To further verify the native fold of these bacterially expressed fragments, their reactivity with mAbs was investigated. Several of these mAbs bind to epitopes that are fully exposed in isolated β2 subunits but are activation-dependent in αβ complexes (7). To obtain a β2 fragment that was well expressed in mammalian cells in the absence of an associating α subunit, and could be used as a standard in ELISA assays, we deleted the β2 I-like domain (β2ΔI, Materials and Methods). When adsorbed to microtiter wells, the purified soluble β2ΔI fragment was recognized by all β2 mAbs that have previously been mapped to epitopes outside the I-like domain (7) (Fig. 2A), including 6.7, CBR LFA-1/2, KIM127, KIM185, and MEM48 (Fig. 4). When added as a competitor in solution phase, β2ΔI inhibited binding of all these mAbs at IC50 values of 10–30 nM (Fig. 4). The refolded, bacterially expressed, module 2 + 3 fragment inhibited binding of the KIM127 mAb that maps to module 2, and the CBR LFA-1/2 and MEM48 mAbs that map to module 3, but not mAbs 6.7 and KIM185, which map more N and C terminal, respectively. Remarkably, in molar terms the bacterial module 2 + 3 fragment was essentially as effective as the eukaryotic β2ΔI fragment, suggesting a fully native structure. The module 3 fragment bound 5,000-fold more weakly to MEM48 mAb than the module 2 + 3 fragment and did not detectably bind to CBR LFA-1/2 mAb. These two mAbs recognize species-specific residues in module 3 (7). Our results suggest that interaction between modules 2 and 3 is required for expression of these epitopes, either because of an influence of module 2 on the structure of the epitope in module 3, or because the epitope includes species-common residues in module 2.

Figure 4.

Figure 4

Reactivity of refolded modules with β2 mAbs. Binding of antibodies to β2ΔI was determined in the presence of increasing concentrations of module 3 (▴, thin line), modules 2 + 3 (○, dashed line), or β2ΔI (●, thick line) as competitors. Values are the percentage of the binding in absence of any competitor. Data are from one representative of three independent experiments.

Discussion

Questions of importance in integrins are the structural basis of conformational changes that regulate ligand binding in the headpiece and signaling in the cytoplasm and the linkages between domains that permit signals to be relayed over distances that are quite large relative to other signaling proteins. Answers to these questions depend on defining the structure and function of the smallest structural units, or modules of integrins, and how these modules work together. The cysteine-rich region of the β subunit is of major importance in signal transmission, as evidenced by the large number of activation-associated epitopes and mutations that map to this region.

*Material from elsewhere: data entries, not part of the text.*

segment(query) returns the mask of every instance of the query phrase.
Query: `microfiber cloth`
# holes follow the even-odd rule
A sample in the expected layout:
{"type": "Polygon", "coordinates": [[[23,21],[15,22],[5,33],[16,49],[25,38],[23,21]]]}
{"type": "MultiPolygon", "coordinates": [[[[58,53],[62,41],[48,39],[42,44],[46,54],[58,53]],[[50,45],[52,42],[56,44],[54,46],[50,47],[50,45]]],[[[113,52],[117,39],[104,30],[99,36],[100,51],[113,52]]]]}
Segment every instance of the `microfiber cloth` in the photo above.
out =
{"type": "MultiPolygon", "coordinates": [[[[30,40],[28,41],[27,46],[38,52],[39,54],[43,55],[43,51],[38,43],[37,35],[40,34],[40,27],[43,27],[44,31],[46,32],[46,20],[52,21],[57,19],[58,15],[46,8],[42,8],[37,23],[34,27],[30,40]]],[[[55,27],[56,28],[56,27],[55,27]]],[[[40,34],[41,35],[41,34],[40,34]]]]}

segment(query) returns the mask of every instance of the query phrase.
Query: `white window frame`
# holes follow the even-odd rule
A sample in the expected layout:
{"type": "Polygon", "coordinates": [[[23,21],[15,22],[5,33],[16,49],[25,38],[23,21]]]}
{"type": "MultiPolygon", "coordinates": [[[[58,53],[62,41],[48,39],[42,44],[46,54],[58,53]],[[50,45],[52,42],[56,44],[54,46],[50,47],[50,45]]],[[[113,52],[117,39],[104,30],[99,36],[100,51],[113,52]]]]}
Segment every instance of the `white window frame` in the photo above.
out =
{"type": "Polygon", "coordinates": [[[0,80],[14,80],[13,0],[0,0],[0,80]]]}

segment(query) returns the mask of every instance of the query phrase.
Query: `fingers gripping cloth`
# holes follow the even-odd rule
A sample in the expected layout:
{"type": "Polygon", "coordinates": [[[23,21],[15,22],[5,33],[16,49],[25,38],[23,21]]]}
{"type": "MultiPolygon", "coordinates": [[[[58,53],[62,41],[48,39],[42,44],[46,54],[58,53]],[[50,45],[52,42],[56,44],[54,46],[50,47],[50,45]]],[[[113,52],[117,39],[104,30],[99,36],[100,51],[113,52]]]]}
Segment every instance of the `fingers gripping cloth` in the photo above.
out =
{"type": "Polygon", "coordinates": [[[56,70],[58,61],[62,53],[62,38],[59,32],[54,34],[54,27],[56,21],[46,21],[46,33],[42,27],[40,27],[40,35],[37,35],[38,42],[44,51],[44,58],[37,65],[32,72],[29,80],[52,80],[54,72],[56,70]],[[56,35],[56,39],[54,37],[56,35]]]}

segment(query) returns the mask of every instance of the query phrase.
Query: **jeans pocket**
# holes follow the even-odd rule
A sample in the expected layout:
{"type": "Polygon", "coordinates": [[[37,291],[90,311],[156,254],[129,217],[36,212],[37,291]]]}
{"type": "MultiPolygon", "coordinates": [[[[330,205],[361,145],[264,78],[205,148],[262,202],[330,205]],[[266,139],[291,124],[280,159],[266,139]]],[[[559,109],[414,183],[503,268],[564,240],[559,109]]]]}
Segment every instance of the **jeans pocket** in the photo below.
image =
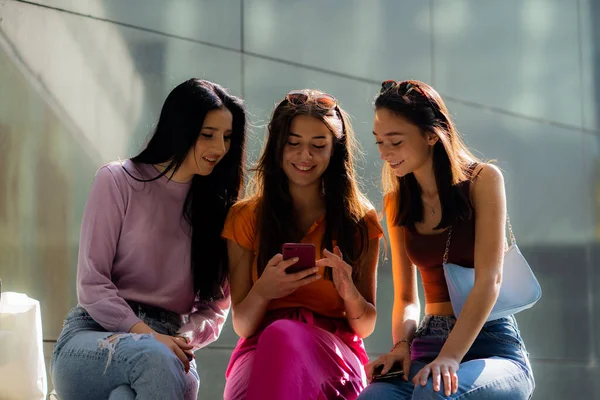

We significantly advance the understanding of the β subunit cysteine-rich region by demonstrating the presence of modules, and that these modules differ in their boundaries, and hence in which cysteine residues they contain, from the repeat units that have been accepted since integrin β subunits were first sequenced in 1986 (13). Although the boundaries are difficult to discern in integrins, we were able to predict them because they divide a highly homologous protein termed TIED into 10 repeats each containing eight cysteines. Truncation of the integrin β2 subunit confirmed the boundaries. Truncation at the predicted N-terminal boundary of module 2 gave optimal expression, whereas addition of a small portion of module 1 containing one cysteine reduced expression. Furthermore, removal of a small portion of module 2 containing its first cysteine completely abolished expression. Moreover, further truncation to the N-terminal boundary of module 3 again gave optimal expression. Modularity was further confirmed by expression in E. coli and refolding of module 3, and tandem modules 2 + 3. The refolded proteins were monomeric and well behaved biochemically, suggesting a native-like structure. Furthermore, tandem modules 2 + 3 had a native structure as shown by reactivity with mAbs that had previously been mapped to residues in module 2 (one mAb) or module 3 (two mAbs).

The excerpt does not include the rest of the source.